La comunicadora dominicana Clarissa Molina, reconocida figura del entretenimiento, ha levantado una seria alerta que tiene a muchos con los pelos de punta: un video suyo, creado con inteligencia artificial, donde su imagen y una voz ¡igualita a la suya! supuestamente emite comentarios fuera de lugar contra la sección de fútbol de México. Esta vaina no es un relajo, es un ejemplo claro de cómo la tecnología ‘deepfake’ está evolucionando y presentando desafíos que trascienden el mero entretenimiento, poniendo en jaque la credibilidad y la reputación de las figuras públicas en el mundo entero. Durante su participación en ‘El Gordo y La Flaca’, Clarissa pidió a su gente que no le hicieran caso a ese clic, que es más falso que un billete de tres pesos.
Lo que Clarissa está viviendo es un lío serio que subraya la creciente amenaza de los ‘deepfakes’. Estas creaciones, que manipulan videos, audios e imágenes para mostrar a personas diciendo o haciendo cosas que nunca hicieron, se han vuelto un dolor de cabeza a nivel global. La tecnología detrás de esto es impresionante, utilizando algoritmos avanzados para replicar voces con una precisión ‘bacana’ y alterar gestos faciales, haciendo casi imposible distinguir lo real de lo fabricado. Es un tigueraje digital que busca engañar, manipular y, en muchos casos, dañar la imagen de los artistas, políticos o cualquier figura con exposición pública.
Este tipo de contenido falso se propaga como pólvora en las redes sociales, alimentando la desinformación y sembrando dudas. En un país como el nuestro, donde el consumo de información digital es masivo y la gente se lo cree todo ‘de una vez’ si lo ve en pantalla, el peligro es aún mayor.
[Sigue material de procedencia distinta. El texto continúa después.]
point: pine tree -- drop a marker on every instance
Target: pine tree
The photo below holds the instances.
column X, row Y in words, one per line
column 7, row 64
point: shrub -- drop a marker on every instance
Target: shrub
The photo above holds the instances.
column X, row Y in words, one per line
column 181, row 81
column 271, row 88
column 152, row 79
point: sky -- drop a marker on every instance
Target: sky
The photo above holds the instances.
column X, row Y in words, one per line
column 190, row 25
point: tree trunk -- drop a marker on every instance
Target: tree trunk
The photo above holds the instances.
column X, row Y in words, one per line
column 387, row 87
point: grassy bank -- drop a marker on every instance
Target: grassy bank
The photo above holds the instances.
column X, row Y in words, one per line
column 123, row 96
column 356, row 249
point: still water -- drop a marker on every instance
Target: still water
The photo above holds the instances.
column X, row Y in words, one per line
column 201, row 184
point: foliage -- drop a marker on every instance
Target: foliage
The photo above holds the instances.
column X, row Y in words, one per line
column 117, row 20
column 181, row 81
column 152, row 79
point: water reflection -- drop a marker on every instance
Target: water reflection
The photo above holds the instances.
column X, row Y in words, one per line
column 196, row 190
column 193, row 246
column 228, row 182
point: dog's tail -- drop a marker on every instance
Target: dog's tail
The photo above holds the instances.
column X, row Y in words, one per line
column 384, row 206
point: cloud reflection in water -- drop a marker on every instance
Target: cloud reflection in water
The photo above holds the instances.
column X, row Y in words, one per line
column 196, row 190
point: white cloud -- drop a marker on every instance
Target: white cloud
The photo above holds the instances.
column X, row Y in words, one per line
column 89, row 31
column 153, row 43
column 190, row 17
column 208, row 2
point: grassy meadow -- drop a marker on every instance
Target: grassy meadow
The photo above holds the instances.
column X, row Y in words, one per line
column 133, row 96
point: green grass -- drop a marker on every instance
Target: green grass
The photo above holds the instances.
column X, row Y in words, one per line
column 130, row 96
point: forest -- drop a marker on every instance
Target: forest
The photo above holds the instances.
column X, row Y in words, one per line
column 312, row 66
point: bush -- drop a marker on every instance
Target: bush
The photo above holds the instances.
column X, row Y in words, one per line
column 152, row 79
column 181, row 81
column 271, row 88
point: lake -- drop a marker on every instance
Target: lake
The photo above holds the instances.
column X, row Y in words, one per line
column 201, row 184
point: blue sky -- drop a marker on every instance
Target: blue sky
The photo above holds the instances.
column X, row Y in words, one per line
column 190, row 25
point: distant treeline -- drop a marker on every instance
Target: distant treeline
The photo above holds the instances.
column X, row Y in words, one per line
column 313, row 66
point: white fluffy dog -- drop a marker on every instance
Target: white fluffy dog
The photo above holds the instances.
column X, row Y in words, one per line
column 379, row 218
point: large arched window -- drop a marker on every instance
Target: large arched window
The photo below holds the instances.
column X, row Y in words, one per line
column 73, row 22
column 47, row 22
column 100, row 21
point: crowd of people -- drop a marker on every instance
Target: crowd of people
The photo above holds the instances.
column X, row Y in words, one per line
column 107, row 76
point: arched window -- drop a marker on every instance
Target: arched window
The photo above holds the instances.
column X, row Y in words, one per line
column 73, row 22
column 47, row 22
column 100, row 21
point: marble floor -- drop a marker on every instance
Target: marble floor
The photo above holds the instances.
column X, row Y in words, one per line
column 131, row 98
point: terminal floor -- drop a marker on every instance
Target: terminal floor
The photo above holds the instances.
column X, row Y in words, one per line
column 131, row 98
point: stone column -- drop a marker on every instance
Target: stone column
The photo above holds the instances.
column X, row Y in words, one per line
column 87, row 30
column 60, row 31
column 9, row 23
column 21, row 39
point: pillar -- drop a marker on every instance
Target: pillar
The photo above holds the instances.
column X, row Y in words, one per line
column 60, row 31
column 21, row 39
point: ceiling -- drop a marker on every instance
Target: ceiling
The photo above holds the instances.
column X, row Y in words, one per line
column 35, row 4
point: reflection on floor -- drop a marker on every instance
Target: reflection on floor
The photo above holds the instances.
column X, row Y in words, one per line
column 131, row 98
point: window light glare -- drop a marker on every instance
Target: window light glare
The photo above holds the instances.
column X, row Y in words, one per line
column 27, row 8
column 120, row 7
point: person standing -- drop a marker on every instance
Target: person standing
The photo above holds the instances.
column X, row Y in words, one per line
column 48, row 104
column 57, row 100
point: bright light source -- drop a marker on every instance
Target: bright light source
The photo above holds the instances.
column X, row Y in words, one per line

Imagínense el ‘relajo’ y el daño reputacional que puede causar una noticia falsa como esta. Clarissa lamentó que la gente se lo creyera debajo de los comentarios, evidenciando que el público a menudo no posee las herramientas para diferenciar el contenido real del fabricado por IA. Esto nos obliga a darle mente a la importancia de la alfabetización digital.
No es la primera vez que la imagen de Clarissa se ve envuelta en estas jugadas sucias del mundo digital. Hace apenas un mes, tuvo que salir a desmentir otro contenido falso que la mostraba ¡embarazada! Es evidente que existe un patrón de ataques orquestados para intentar perjudicar su carrera o su imagen personal. Estas situaciones no solo afectan la imagen pública, sino que también generan un estrés ‘brutal’ para el afectado, quien tiene que dedicar tiempo y energía a desmentir algo que nunca hizo. Es una chercha de mal gusto que pone en evidencia lo vulnerables que somos ante el avance descontrolado de estas tecnologías.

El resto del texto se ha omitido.